2.BadwaterSel. Le soleil commence à descendre, pas la température… Entre 15h et 18h, elle ne descendra que de deux petits degrés… On veut tout de même voir le fond de la vallée. On s’y rend sur une route au goudron brûlant. À Badwater, notre GPS affiche une altitude (une profondeur?) de moins 86 mètres! On s’aventure sur la plaine de sel. La beauté du paysage minéralogique nous fait oublier la chaleur intense. Par contre, il ne faut pas oublier de boire… nos quatre litres par jour («Obligatoire!» nous a dit le Ranger). Et dire que c’est dans ces conditions que devaient travailler les exploitants du borax avec leurs lourds chariots tirés par vingt mulets!

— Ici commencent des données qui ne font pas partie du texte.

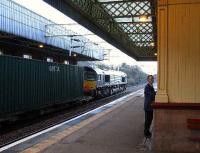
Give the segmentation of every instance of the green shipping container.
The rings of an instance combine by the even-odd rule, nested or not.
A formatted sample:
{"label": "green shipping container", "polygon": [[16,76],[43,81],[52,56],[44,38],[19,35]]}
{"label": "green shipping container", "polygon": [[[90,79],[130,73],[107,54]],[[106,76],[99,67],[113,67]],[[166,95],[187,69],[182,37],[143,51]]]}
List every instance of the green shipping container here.
{"label": "green shipping container", "polygon": [[0,56],[0,120],[82,97],[82,67]]}

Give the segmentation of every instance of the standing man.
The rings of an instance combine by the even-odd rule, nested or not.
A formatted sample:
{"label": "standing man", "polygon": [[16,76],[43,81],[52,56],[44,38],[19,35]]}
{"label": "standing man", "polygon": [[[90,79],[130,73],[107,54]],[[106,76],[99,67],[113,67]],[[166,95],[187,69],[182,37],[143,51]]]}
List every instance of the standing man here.
{"label": "standing man", "polygon": [[147,85],[144,89],[144,111],[145,111],[145,125],[144,135],[146,138],[151,138],[151,132],[149,131],[151,122],[153,120],[153,109],[151,104],[155,101],[156,92],[153,87],[154,78],[153,75],[147,76]]}

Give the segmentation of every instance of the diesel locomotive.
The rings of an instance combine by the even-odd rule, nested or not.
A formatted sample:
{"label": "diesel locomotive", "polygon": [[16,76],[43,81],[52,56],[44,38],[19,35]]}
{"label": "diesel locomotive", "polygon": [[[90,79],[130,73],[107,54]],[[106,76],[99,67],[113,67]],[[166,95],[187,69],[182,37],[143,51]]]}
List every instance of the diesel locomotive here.
{"label": "diesel locomotive", "polygon": [[121,71],[84,67],[84,94],[109,96],[126,90],[127,75]]}

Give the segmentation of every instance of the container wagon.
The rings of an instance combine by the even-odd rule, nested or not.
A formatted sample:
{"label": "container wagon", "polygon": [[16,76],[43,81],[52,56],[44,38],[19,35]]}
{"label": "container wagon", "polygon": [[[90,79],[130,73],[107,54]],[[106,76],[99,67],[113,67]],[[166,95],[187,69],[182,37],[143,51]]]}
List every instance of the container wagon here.
{"label": "container wagon", "polygon": [[0,56],[0,122],[83,98],[83,68]]}

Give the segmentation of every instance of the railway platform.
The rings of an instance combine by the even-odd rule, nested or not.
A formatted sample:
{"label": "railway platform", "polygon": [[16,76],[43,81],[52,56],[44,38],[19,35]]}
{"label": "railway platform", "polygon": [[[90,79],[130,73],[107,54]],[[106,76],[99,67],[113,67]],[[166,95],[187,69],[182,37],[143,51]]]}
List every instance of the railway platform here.
{"label": "railway platform", "polygon": [[146,153],[143,90],[95,109],[3,152]]}

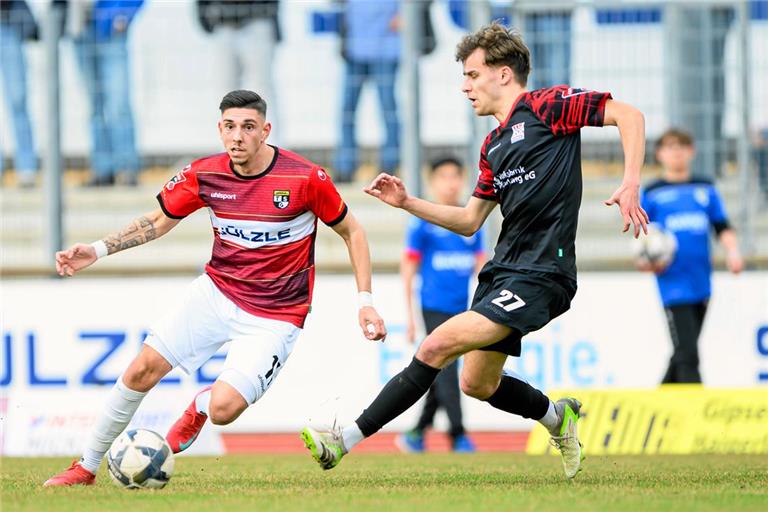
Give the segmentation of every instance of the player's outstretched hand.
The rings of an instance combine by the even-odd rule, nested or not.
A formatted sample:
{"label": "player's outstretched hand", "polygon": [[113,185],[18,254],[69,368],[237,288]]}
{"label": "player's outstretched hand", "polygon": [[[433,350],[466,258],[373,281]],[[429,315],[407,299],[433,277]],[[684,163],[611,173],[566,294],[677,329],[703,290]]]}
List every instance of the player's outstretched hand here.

Retour à Furnace Creek. On refait le plein avant d’entamer la remontée vers l’Ouest. La chaleur est toujours intense. On atteint Stovepipe Wells. On nous avait dit que tout était complet, mais on essaye. En vain. La pente vers le camping du lieu-dit Emigrant est raide. L’aiguille de température grimpe vers le rouge. Dès que les 100°C fatals sont atteints (notre liquide de refroidissement ne bout qu’à 188°), on s’arrête plusieurs fois pour permettre à “La Petite” de reprendre son souffle. Je suis confiant, maintenant: si on est arrivé jusqu’ici par chaleur intense, on vaincra la pente plus raide (jusqu’à 9%) à la “fraîche” toute relative des 29°C annoncés pour demain matin tôt. Nous dressons notre tente dans le noir. Mais avant de nous coucher, nous admirons la pluie de météorites des Perséides. Une chaude journée, commencée avec le tapis rouge et qui se termine en feu d’artifice. Elle l’a bien mérité, notre formidable “Petite”!